City spokesperson Lauren Vastano told CBC Hamilton in an email that "outreach staff attend each encampment regularly to connect with individuals, ensure sites are compliant, share information, and aid them in their housing journey."
She said the city's Housing Focused Street Outreach Team is triaging referrals to determine who gets placed in the tiny homes.
'People are left with very little choice'
CBC tagged along with SOPEN volunteers Kim Ritchie and Aaron Simkin that day, as the two visited encampment residents, handing out harm reduction supplies as well as Tim Hortons gift cards, winter hats and t-shirts that said "Nice people use drugs."
Ritchie would approach a tent yelling something friendly, like "anybody home?"
More often than not, she was met by silence, but sometimes someone would respond, and was almost always grateful for some of what the volunteers were offering. Several people she spoke with seemed unwell, or had been woken up from sleeping. Most did not want to be identified in an article.
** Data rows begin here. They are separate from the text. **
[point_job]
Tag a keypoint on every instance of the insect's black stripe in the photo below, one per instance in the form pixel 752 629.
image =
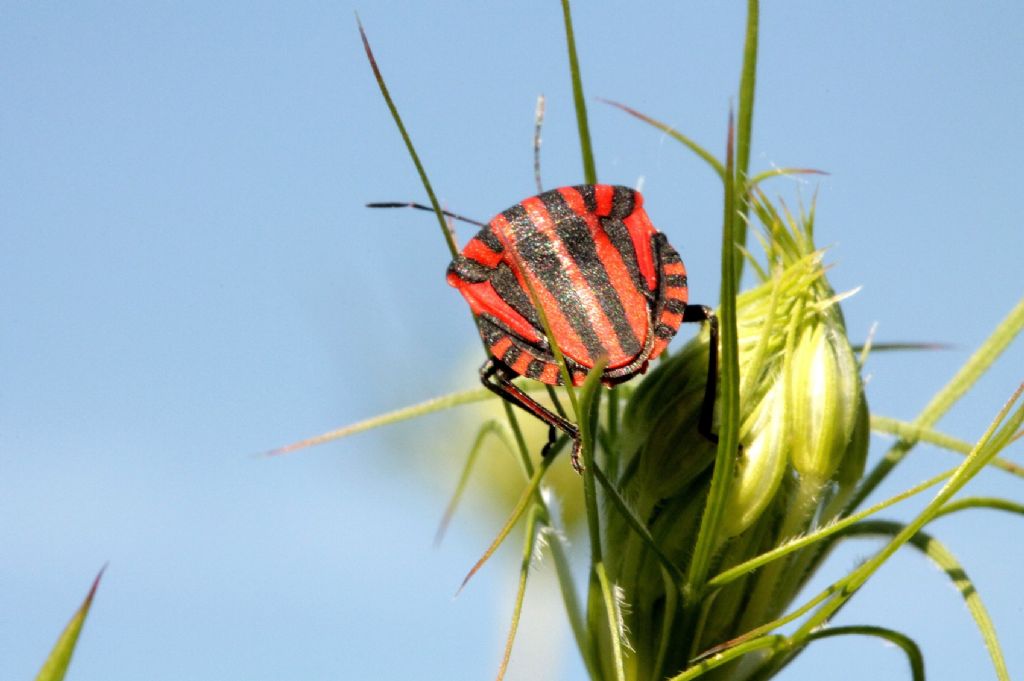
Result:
pixel 489 331
pixel 621 239
pixel 469 270
pixel 507 287
pixel 623 203
pixel 589 198
pixel 488 239
pixel 511 354
pixel 535 368
pixel 574 233
pixel 538 253
pixel 675 305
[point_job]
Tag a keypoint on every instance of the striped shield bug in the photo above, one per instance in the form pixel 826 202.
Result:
pixel 609 284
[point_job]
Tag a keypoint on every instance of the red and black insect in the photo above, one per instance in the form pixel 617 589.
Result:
pixel 609 284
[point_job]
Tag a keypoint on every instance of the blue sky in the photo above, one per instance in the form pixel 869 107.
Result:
pixel 189 278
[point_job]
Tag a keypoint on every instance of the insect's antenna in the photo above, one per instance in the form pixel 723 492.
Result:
pixel 399 204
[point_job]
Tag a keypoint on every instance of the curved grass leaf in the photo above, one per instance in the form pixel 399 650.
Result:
pixel 991 503
pixel 705 155
pixel 995 437
pixel 972 370
pixel 527 557
pixel 614 615
pixel 589 169
pixel 639 527
pixel 775 641
pixel 514 516
pixel 449 238
pixel 56 664
pixel 781 172
pixel 403 414
pixel 488 427
pixel 947 562
pixel 907 431
pixel 912 651
pixel 728 443
pixel 828 531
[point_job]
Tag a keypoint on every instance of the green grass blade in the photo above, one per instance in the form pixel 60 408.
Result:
pixel 975 367
pixel 947 562
pixel 614 621
pixel 996 436
pixel 704 154
pixel 744 125
pixel 527 558
pixel 403 414
pixel 571 600
pixel 489 427
pixel 909 432
pixel 904 642
pixel 638 526
pixel 589 168
pixel 718 658
pixel 825 533
pixel 991 503
pixel 449 238
pixel 588 411
pixel 708 537
pixel 781 172
pixel 56 664
pixel 514 516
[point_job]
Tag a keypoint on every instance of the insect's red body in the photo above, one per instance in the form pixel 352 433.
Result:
pixel 609 284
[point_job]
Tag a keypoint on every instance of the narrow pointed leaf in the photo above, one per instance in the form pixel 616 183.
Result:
pixel 56 664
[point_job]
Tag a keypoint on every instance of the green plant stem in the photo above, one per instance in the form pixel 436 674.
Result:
pixel 975 367
pixel 529 540
pixel 948 563
pixel 913 656
pixel 589 168
pixel 708 537
pixel 823 534
pixel 449 238
pixel 994 438
pixel 744 126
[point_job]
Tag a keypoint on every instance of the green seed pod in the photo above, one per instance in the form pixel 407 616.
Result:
pixel 824 392
pixel 761 464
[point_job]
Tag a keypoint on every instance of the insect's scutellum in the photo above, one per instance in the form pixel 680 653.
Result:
pixel 609 284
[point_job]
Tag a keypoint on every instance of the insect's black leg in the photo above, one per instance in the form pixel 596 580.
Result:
pixel 705 313
pixel 496 378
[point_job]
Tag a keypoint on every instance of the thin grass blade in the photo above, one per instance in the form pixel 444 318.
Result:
pixel 56 664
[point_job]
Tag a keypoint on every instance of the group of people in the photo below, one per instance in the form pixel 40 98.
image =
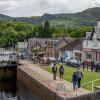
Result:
pixel 61 71
pixel 76 77
pixel 87 64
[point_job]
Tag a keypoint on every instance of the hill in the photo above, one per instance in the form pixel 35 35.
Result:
pixel 84 18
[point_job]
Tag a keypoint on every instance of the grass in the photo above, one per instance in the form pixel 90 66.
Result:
pixel 88 76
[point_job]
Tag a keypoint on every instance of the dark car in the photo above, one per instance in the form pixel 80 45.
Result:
pixel 97 65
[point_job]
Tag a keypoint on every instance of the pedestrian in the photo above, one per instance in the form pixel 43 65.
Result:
pixel 54 70
pixel 61 72
pixel 75 81
pixel 83 64
pixel 80 76
pixel 92 65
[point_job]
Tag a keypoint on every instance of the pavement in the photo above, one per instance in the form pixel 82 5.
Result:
pixel 62 88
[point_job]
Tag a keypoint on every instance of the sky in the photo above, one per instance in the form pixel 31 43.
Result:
pixel 39 7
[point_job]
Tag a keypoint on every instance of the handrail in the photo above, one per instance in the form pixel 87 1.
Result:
pixel 92 83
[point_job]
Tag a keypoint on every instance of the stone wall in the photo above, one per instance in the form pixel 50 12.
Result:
pixel 90 96
pixel 45 93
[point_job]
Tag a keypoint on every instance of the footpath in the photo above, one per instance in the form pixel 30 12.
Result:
pixel 62 88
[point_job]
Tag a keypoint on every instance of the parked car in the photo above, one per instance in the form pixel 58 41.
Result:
pixel 97 65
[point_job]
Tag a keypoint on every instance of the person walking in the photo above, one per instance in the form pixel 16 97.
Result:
pixel 54 70
pixel 75 81
pixel 92 65
pixel 61 72
pixel 83 64
pixel 80 76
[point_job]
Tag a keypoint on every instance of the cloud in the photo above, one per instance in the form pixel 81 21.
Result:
pixel 39 7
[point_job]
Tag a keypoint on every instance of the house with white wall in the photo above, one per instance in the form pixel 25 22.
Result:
pixel 91 44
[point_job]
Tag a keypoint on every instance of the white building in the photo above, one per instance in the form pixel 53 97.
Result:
pixel 91 44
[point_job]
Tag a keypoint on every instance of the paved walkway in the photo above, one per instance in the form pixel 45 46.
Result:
pixel 46 78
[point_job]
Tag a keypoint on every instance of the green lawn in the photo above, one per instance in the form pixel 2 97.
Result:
pixel 88 76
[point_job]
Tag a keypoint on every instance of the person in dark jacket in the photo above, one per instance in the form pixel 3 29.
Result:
pixel 54 70
pixel 61 72
pixel 83 64
pixel 75 81
pixel 92 65
pixel 80 76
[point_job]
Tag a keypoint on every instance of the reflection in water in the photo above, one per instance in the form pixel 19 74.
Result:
pixel 8 90
pixel 24 93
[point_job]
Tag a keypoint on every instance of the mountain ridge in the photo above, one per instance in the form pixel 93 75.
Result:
pixel 85 18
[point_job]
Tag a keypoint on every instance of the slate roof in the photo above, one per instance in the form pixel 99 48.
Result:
pixel 72 45
pixel 42 41
pixel 95 30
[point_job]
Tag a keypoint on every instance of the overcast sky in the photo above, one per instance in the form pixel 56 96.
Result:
pixel 39 7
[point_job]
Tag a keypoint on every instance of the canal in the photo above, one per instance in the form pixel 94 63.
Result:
pixel 11 89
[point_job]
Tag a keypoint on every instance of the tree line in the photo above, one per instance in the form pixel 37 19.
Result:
pixel 12 31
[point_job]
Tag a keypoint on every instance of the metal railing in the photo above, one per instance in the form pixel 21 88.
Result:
pixel 92 84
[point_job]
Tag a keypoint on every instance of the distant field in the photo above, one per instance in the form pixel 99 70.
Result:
pixel 88 76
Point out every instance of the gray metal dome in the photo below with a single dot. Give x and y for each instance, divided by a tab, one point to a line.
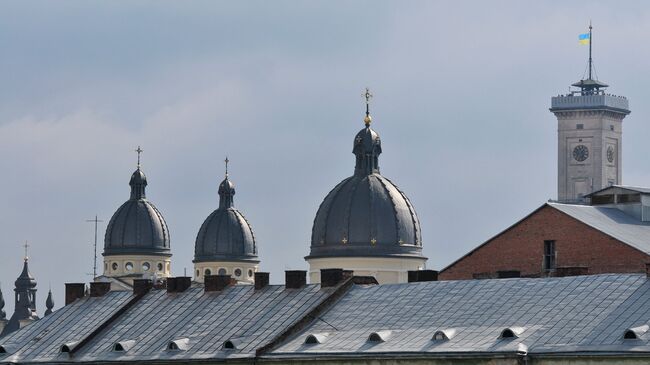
225	235
366	214
137	227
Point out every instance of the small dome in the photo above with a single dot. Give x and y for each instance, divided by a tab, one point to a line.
225	235
366	214
137	227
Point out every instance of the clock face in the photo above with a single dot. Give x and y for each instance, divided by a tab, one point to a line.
580	153
610	154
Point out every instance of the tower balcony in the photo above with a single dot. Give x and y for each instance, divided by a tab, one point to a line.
576	101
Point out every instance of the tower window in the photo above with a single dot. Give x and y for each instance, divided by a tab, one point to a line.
549	255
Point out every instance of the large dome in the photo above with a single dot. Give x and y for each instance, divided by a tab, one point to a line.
366	214
225	235
137	227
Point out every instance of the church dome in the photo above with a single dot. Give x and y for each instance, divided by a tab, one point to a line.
366	215
137	227
225	235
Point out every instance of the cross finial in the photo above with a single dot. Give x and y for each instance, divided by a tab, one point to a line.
139	151
26	245
368	95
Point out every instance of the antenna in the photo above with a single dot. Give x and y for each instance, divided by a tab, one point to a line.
95	246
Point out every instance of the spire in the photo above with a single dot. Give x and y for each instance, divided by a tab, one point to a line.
367	145
138	181
49	303
226	190
367	120
590	86
3	314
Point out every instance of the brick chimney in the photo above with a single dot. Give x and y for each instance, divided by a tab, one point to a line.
217	282
261	280
142	286
295	279
74	291
178	284
98	289
422	275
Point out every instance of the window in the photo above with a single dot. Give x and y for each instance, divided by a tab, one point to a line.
549	255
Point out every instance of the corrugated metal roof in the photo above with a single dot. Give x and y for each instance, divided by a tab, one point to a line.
207	320
585	313
612	222
551	315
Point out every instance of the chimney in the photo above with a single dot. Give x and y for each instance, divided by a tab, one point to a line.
422	275
217	282
507	274
333	277
295	279
74	291
571	271
98	289
261	280
178	284
142	286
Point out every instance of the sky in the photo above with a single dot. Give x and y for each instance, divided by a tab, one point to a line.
461	97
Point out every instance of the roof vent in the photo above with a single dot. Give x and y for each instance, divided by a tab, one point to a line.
522	349
123	346
233	344
379	336
316	338
179	344
69	346
635	332
444	335
512	332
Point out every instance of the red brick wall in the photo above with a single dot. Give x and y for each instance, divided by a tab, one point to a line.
521	247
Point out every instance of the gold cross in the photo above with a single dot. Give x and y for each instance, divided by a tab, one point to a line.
139	151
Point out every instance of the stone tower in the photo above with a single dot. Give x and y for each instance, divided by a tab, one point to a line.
590	126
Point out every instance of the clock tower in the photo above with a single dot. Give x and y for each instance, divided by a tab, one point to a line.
590	126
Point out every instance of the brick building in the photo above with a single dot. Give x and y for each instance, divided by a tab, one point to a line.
611	234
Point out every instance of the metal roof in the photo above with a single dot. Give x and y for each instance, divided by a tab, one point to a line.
612	222
553	315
One woman told Ritchie that her husband, who was inside their tent, had a broken hip. Another resident reported that a neighbour's tent had recently burned down. Ritchie said those living in tents are often forced to choose between freezing to death and the dangers that come with a heater, which include fires but also carbon dioxide poisoning. She said the tents she visits average about four occupants each, for body heat.
"Sleeping in tents and living a life like that is really hard on the body, but people are left with very little choice," said Ritchie, who became homeless as a teenager after her mother died and lived on the streets for about 15 years.
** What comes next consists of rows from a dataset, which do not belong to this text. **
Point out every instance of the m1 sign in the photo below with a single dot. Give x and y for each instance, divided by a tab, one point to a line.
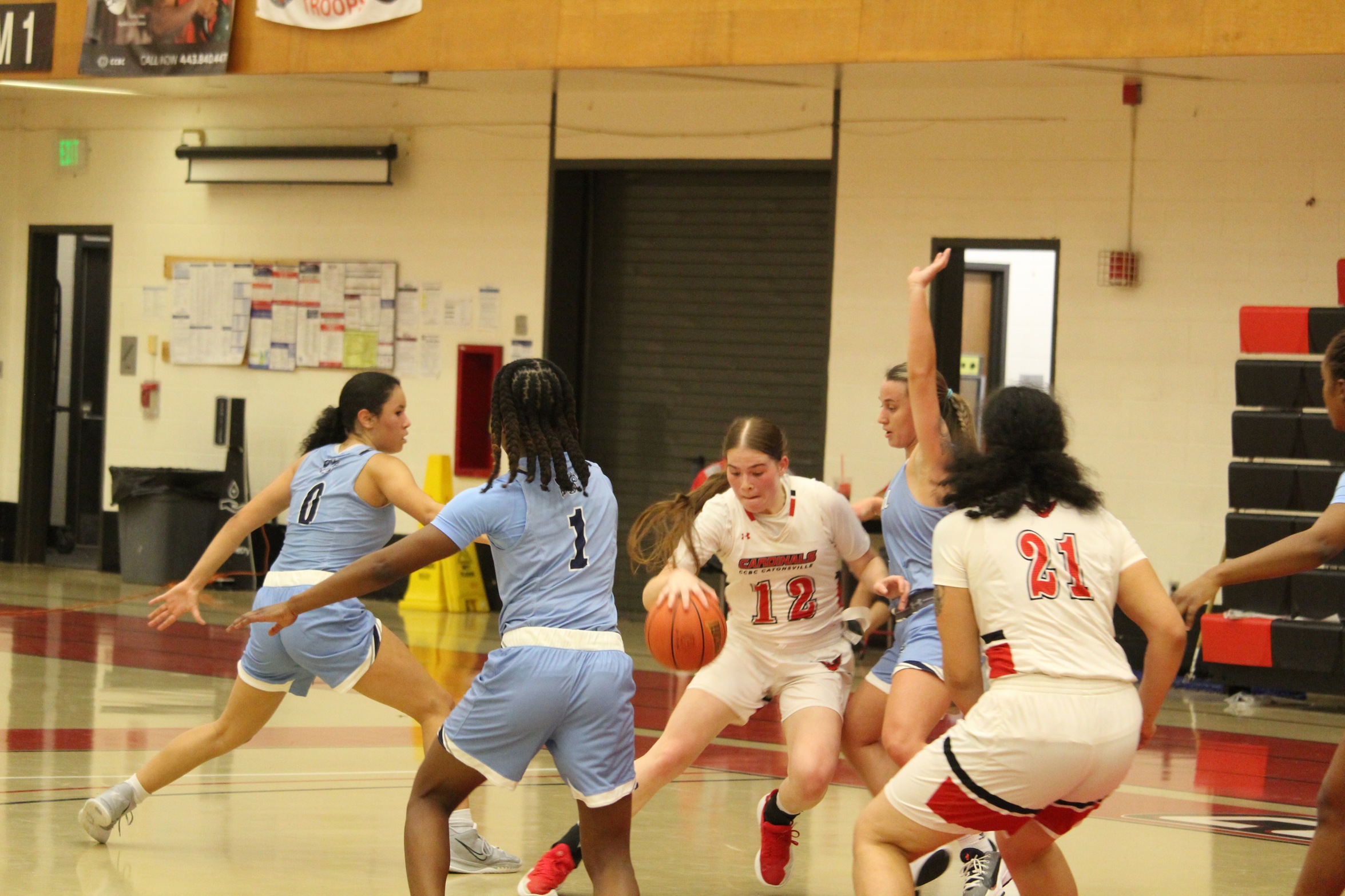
27	33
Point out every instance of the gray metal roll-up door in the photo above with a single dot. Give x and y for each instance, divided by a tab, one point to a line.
709	298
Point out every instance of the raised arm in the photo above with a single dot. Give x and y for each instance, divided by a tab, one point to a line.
923	371
396	483
367	574
1298	552
185	597
1142	598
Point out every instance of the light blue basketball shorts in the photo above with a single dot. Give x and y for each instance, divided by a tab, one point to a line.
336	644
573	702
915	645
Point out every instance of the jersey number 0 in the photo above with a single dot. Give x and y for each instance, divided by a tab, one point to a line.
308	509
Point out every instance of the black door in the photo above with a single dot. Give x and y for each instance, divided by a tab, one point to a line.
701	296
65	397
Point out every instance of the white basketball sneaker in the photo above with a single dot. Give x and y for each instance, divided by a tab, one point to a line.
471	855
105	812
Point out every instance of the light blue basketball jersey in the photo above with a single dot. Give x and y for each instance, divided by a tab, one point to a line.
330	525
556	568
908	532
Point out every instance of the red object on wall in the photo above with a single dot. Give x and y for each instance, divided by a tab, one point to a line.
477	370
1273	329
1238	643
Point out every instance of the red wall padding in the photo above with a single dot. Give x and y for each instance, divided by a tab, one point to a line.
1273	329
1239	643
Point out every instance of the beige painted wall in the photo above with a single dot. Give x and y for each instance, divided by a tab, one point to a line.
1224	172
1227	163
467	209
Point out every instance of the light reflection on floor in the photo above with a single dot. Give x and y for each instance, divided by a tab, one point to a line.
315	802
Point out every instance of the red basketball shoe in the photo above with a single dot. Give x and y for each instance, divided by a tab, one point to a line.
548	874
778	843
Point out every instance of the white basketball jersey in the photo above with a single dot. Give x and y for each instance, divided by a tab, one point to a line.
1044	586
783	570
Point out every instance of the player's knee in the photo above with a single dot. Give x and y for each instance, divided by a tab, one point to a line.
1331	808
666	760
813	778
902	746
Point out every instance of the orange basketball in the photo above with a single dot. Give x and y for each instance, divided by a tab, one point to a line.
685	639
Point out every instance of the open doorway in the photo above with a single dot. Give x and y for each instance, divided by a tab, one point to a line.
65	386
994	314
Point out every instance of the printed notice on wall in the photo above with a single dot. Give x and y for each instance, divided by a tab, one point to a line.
490	306
281	317
212	306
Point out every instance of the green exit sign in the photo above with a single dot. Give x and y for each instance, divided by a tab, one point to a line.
68	152
72	152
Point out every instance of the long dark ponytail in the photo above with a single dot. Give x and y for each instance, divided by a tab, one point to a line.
1024	464
533	420
367	391
664	525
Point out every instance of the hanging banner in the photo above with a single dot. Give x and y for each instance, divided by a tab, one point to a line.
334	14
140	38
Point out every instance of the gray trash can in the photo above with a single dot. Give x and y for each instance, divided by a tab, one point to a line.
166	519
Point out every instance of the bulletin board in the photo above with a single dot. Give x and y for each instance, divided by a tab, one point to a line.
280	316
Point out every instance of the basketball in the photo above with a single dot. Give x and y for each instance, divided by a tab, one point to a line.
685	637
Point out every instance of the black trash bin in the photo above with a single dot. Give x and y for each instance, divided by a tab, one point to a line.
167	517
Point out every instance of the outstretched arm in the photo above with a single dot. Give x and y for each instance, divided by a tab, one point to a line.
185	597
923	371
367	574
961	645
1298	552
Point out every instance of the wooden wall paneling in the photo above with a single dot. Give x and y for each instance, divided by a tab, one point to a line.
623	34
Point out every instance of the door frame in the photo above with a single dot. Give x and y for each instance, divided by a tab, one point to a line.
946	300
998	314
37	439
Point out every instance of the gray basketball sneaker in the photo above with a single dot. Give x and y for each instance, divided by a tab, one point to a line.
983	874
105	812
471	855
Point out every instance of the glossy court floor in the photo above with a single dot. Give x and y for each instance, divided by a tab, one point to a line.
1217	804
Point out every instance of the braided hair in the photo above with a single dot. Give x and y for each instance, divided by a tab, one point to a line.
533	421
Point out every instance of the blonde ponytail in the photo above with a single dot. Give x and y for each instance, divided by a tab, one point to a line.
664	525
962	424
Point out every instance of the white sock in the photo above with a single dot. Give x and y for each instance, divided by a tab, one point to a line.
140	793
461	820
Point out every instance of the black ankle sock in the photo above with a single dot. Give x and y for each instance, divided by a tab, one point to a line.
572	840
774	814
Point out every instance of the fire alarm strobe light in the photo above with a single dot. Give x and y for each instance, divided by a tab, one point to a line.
1118	268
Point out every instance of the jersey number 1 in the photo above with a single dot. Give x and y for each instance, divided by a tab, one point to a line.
576	521
308	509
"Shelters often have really restrictive policies and rules that some people can't abide by. Outside of that, people don't want to leave their spouses. People don't want to leave their animals."
'I didn't fail, society failed me'
Ritchie said many drug users don't go into shelters because they can't use drugs there, something unlikely to change with the shelter system expansion.
City spokesperson Vastano shared that the new outdoor shelter was designed to accommodate people who face barriers – "this includes accommodation for couples, pets, and secure storage for belongings" – but did not respond to questions about drug use.
Ritchie added that unhoused drug users, already heavily stigmatized, face even further marginalization now that Hamilton's safe consumption site is slated for closure by March 31 following a provincial edict.
"If we don't have a safe place to use, you're going to use where you can," she said. "I can tell you for myself, as a person who's a former intravenous drug user, that this city was my… injection site. And if I had access to a safe injection site, I wouldn't have the scars on my body or the physical health stuff I do now."
Ritchie and Simkin said they don't believe shelter spaces or new restrictions can succeed in eliminating park encampments, suggesting instead a suite of other measures addressing the root causes of homelessness, including low-barrier housing, social assistance rates that actually cover rent with some money left over, and helping marginalized people build and maintain communities.
"It's sad that we're heading to this place where we're going back to, 'If you're poor, we're going to fine you and we're going to give you trespass notices,'" said Ritchie.
"Being houseless isn't a personal failing, it's a societal one, and I really need people to get grounded in that. I wasn't a failure as a child who was orphaned and lost all my familiar kin and was on the street. I didn't fail, society failed me in those moments."